In this video, I’ll talk about how to formulate
the traveling salesman problem and its applications. An example of the typical traveling salesman
problem is described as follows. Joe owns business in 5 Cities.
At the end of each year he must take a tour to visit each of these cities exactly once
and come back to the city he starts. We want to find the best order of visiting
so that the total distance traveled will be minimized.
The traveling salesman problem is a combinatorial optimization problem and it has a finite number
of feasible solutions. Here is the distance matrix.
For example, from city 1 to city 2, the distance is c12=132 miles; from city 1 to city 3 the
distance is c13=217 miles, and so on. From city 1 to city 1, the distance c11=0.
However, we don’t want to make unnecessary travels from one city directly to itself because
we may get trapped in this city forever when we are trying to solve this problem. So we
assign a large positive number M, which represents a large penalty, to this element in the distance
matrix. The distance matrix is also called the cost
matrix sometimes and the elements represent the relevant traveling cost from one city
to another.
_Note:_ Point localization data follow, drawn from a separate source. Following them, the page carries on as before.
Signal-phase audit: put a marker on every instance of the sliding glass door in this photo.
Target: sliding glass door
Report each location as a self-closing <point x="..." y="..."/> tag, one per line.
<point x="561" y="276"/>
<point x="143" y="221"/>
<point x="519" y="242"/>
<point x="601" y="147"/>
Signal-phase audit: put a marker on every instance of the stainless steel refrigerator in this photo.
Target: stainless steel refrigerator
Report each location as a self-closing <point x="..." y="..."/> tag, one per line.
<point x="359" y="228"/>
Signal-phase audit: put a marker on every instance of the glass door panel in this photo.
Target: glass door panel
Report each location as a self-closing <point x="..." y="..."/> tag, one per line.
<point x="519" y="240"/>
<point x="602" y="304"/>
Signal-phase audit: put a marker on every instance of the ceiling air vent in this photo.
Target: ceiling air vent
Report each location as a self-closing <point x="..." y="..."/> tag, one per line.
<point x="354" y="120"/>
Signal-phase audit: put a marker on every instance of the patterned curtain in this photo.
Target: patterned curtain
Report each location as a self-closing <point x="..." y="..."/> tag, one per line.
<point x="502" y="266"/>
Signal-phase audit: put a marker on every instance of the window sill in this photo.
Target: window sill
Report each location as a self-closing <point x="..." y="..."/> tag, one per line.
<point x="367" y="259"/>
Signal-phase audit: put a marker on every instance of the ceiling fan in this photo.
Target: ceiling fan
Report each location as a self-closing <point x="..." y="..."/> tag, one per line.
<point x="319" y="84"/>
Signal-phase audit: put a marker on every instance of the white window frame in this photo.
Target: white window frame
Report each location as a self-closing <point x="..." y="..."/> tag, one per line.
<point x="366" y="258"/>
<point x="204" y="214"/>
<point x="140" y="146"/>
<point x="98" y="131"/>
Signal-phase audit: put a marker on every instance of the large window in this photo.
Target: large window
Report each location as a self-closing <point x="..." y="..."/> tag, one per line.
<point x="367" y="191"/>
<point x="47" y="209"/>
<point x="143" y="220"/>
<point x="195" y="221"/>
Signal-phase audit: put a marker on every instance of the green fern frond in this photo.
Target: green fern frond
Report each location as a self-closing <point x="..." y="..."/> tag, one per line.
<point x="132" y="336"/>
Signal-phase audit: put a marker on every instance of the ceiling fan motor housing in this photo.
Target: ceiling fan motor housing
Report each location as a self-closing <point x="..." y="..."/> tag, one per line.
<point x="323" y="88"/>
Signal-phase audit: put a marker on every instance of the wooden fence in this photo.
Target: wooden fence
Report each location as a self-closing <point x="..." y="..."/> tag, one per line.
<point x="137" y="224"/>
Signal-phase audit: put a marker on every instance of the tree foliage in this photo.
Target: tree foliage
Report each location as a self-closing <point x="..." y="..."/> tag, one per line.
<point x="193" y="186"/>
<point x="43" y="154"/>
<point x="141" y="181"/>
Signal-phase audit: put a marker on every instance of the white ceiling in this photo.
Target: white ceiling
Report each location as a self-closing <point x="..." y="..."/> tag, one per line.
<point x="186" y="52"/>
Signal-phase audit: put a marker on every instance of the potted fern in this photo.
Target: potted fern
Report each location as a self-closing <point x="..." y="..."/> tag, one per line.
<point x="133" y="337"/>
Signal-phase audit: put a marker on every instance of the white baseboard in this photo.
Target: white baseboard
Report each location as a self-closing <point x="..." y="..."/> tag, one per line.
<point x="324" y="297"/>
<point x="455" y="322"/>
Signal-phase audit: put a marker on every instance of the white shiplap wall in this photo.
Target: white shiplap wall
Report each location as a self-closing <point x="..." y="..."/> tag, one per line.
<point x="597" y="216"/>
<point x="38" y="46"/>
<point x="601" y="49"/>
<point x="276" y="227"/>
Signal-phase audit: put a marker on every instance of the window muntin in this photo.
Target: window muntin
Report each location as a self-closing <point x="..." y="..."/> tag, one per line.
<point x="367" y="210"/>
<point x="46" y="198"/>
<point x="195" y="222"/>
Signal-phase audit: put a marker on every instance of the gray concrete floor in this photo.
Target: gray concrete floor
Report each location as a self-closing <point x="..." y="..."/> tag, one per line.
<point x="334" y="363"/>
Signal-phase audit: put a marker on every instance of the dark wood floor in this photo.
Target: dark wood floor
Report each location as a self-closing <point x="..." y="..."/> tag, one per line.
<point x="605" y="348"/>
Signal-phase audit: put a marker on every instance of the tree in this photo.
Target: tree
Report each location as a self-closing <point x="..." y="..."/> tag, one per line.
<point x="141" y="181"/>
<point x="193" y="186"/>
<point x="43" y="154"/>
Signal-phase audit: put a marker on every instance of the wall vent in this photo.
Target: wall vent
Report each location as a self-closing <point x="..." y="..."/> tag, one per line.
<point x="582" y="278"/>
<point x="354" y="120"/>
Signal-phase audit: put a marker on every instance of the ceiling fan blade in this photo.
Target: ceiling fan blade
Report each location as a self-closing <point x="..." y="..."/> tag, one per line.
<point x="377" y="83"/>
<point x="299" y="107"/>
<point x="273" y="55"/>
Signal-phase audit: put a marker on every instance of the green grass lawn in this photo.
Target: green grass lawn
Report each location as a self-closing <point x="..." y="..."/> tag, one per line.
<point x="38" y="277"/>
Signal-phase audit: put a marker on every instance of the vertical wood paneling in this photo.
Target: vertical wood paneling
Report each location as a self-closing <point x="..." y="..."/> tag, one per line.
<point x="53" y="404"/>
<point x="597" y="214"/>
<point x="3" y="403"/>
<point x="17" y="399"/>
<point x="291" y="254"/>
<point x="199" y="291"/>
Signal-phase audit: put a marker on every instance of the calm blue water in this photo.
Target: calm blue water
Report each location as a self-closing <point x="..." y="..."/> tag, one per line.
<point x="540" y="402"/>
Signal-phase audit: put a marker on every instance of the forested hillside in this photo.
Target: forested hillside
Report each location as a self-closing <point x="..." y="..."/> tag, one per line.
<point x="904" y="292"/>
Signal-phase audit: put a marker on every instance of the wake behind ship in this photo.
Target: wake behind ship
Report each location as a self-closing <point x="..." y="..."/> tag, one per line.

A TSP is symmetric if the distance or cost
from i to j is equal to the distance or cost from j to i.
Otherwise, the problem is asymmetric. This situation may happen if from city i to city
j is just a one way road, and the returning trip has to take a different route.
We can formulate the TSP as a IP problem. Let’s defined the decision variables.
xij=1 if Joe travels from city i to city j; xij=0 otherwise, for i ≠ j, i, j=1,
2, …, N. N is the number of the cities. We also need to define an auxiliary variable
ui for each city i. This is a minimization problem. The objective
function is the total distance traveled. So it is the sum of the distance for each section
of the tour. The first constraint ensures that we must
arrive at a city just once. The second constraint ensures that we must
leave a city just once. The last constraint ensures there is no subtour.
An example of a subtour in a 5-city TSP is that we start from city 1, we go to city 2
and city 3, then we come back to city 1 without covering cities 4 or 5 at all.
For a TSP with N cities, the number of decision variables xij is N times N.
This equation will generate N equality constraints, so is this equation. This one will generate
(N-1) times (N-1) inequality constraints because we need to enumerate i and j from 2 to N.
Therefore, this formulation is very difficult to solve using the branch and bound method
because it involves a large number of decision variables and constraints when N is large.
I’ll introduce two more efficient methods to solve it in later videos.
One direct application of the TSP is to plan your trip to different cities.
There are some online tools that can help you do this.
One such tool can be found at this website, http://gebweb.net/optimap.
You can choose different cities and find the tour with the shortest traveling distance.
For example, I’m trying to find the best tour for seven cities: New York City, Pittsburgh,
Chicago, Washington DC, Boston, Atlanta, and Detroit.
The current order is obviously not optimal because it involves traveling back and forth
from east to west and from north to south. Using this online tool, I find that the best
solution is this: New York City, Boston, Pittsburgh, Detroit, Chicago, Atlanta, Washington DC,
and back to New York City. The duration is 1 day 21 hours and 17 minutes. The total length
is 2946.8 miles. Of course I can also go in the reverse direction
because this is approximately a symmetric TSP.
Another application of the TSP actually has nothing to do with salesmen.
Printed circuit boards have many small holes through which chips and other components are
wired. These holes are required to be made as rapidly
as possible by a moving drill. Finding the most efficient drilling sequence
is a TSP. Okay, that is how to formulate the TSP and
some applications. Thanks for watching.